Wyl watched him go, the corner of his mouth twitching in the very faintest hint of a smirk, quickly supressed.

"He'll learn," he murmured, then turned back to the comms window to call Shoi.




The crafting system in Eve is complex and not readily accessible without doing some research and having more than a few question and answer sessions between you and more experienced players.

But on the surface, it looks pretty much like any other MMOs crafting system:

  • Collect the raw materials.

  • Process the raw materials.

  • Get the "recipe" for the item you want.

  • Use the recipe to make the item you want.

  • Repeat.


That was the impression that I was left with after finishing the EVE new player tutorial several months ago, because the tutorial itself is kept simple: you are sent out to collect ore for a couple of very basic items, then led through the process of feeding a blueprint copy into the manufacturing queue in the tutorial station. In the end you have a few shiny frigates to sell on the market (probably to people who are going to reprocess them back into their component materials).
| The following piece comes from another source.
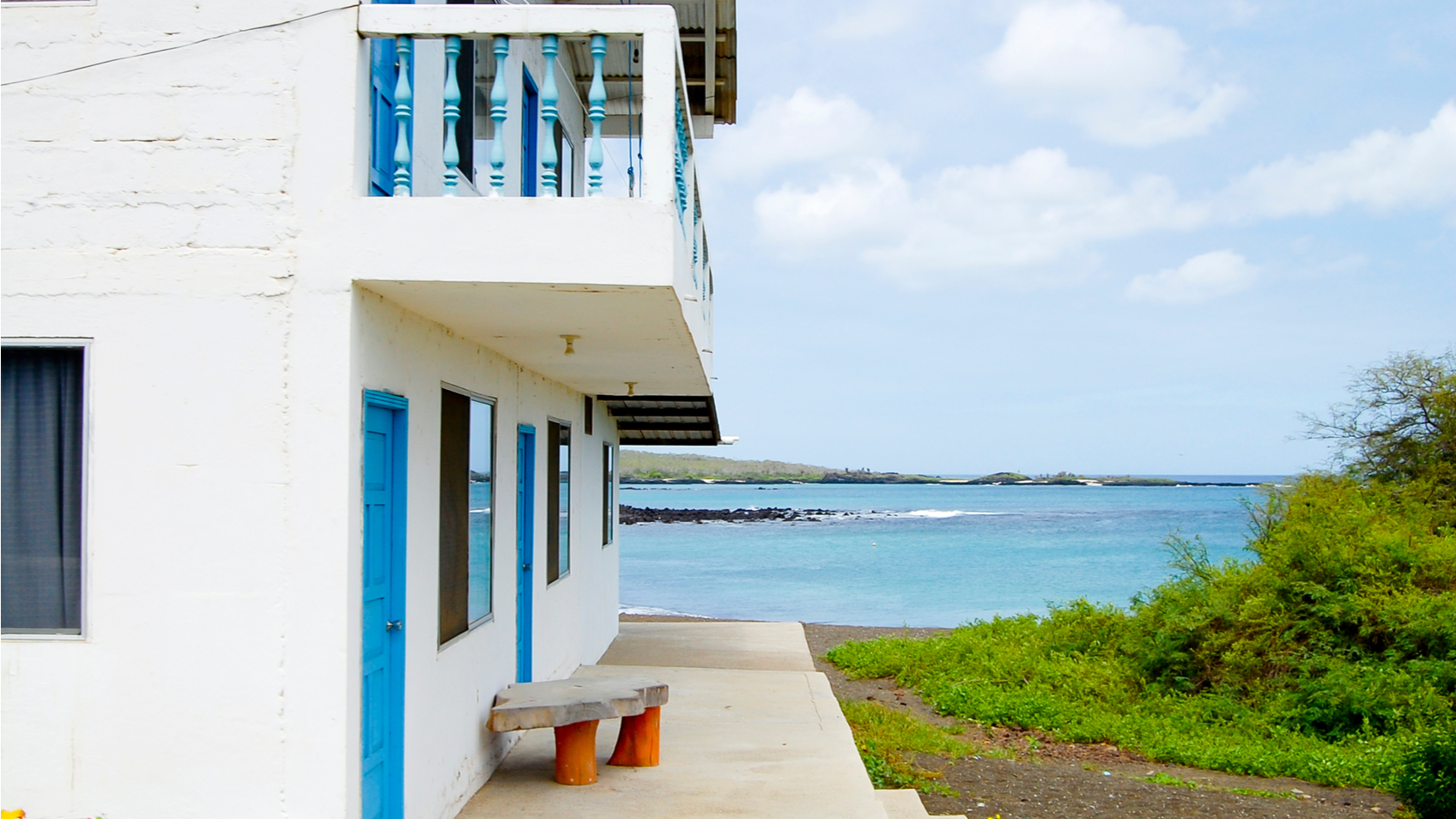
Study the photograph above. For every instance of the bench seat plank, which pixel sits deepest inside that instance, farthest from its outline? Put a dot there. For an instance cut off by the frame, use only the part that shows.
(568, 701)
My experience with crafting in other MMOs is one that places the entire experience somewhat to the side of the "main" game -- a nice-to-have (assuming it's a good system), but nothing that will make you or break you if you ignore it, and (in many MMOs) so cumbersome and unbalanced that it often isn't worth the effort.

Most importantly, in terms of drawing a comparison to EVE, in other MMOs the crafting system is something that can be entirely ignored by the playerbase in favor of simply killing bad guys, taking their stuff, and "repurposing" the best shiny bits as your own.

The reason I mention that last bit is because of the stark contrast it draws -- if the players in EVE all ignored "the crafting system", there would quite literally be no game to play. Miners would have no reason to mine. Scientists would have nothing to research. Pilots would have no ships to fly, no guns to mount on those ships, no ammunition for the guns, and (with the exception of NPC pirates) no one to shoot. Basically, no ships and almost no ship fittings enter the game if a player didn't set out to build them. (With the exception of those fittings provided by NPCs via their violent demise.)

The daunting part of this isn't in the basic system, but in the details. As I mentioned above, the core steps don't seem to be any more complex than any other MMO: get stuff, melt stuff, remake the stuff into new stuff.

It turns out there's a bit more to it than that.